A native of Australia, Craik earned bachelor’s and doctoral degrees from La Trobe University, in his home country. After postdoctoral stints in the U.S. and back home, he joined the faculty at Australia’s Victorian College of Pharmacy. In 1995, he moved to the University of Queensland.

It was during a sabbatical at England’s Oxford University, in 1991, that Craik discovered the first cyclotide—a cyclic peptide with six cysteine residues in a knotted arrangement. The protein, named kalata B1, had originally been identified in the 1970s by Lorents Gran, a Norwegian doctor who isolated and identified the compound as the active component in a tea that women in the Congo drank to shorten their time in labor.

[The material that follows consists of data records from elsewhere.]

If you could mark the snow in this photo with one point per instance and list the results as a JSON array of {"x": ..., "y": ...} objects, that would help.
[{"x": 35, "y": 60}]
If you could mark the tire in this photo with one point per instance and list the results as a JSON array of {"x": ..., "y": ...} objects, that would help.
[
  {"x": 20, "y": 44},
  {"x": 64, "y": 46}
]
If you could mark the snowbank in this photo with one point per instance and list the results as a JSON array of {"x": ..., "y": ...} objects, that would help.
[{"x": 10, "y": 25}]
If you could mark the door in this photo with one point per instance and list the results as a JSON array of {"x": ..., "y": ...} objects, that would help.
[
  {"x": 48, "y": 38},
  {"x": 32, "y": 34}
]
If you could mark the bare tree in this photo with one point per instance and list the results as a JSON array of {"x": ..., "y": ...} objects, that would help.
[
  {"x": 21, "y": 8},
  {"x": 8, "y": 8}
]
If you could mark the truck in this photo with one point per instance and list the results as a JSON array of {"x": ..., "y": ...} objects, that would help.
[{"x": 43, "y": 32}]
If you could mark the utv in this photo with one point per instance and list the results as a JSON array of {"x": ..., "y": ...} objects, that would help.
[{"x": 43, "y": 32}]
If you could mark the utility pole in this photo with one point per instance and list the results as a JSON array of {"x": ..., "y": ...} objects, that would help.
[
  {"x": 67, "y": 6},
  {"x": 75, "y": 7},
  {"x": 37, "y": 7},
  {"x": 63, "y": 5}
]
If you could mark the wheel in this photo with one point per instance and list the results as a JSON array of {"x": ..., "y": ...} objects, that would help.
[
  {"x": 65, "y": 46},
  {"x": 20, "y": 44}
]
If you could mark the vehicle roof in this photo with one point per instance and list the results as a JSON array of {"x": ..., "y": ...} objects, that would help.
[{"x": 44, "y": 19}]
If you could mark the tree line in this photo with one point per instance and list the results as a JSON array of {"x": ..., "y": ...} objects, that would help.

“It was a complete accident that I came across this peptide,” Craik recalls. “I did the structure using NMR and we discovered the knotted disulfide arrangement and with colleagues discovered it was a head-to-tail cyclic peptide. No one had seen a cysteine knot before, and a head-to-tail cyclized backbone for a peptide of that size was unprecedented.” There was some skepticism over the structure, he remembers. “It was stubbornness, I suppose, that kept me working in an area that wasn’t fashionable.”

Since then, Craik has discovered many other examples of the cyclotides, and that research has dovetailed nicely with his work on the peptides known as conotoxins. By linking the N- and C-termini of a conotoxin from cone snail venom, essentially transforming it into a cyclotide, Craik’s group has made a stable peptide with promising properties for treating chronic pain.

As for the Hirschmann prize, Craik says, “I’m just really honored and delighted to receive the award.”

Craik will present the award address before the ACS Division of Biological Chemistry.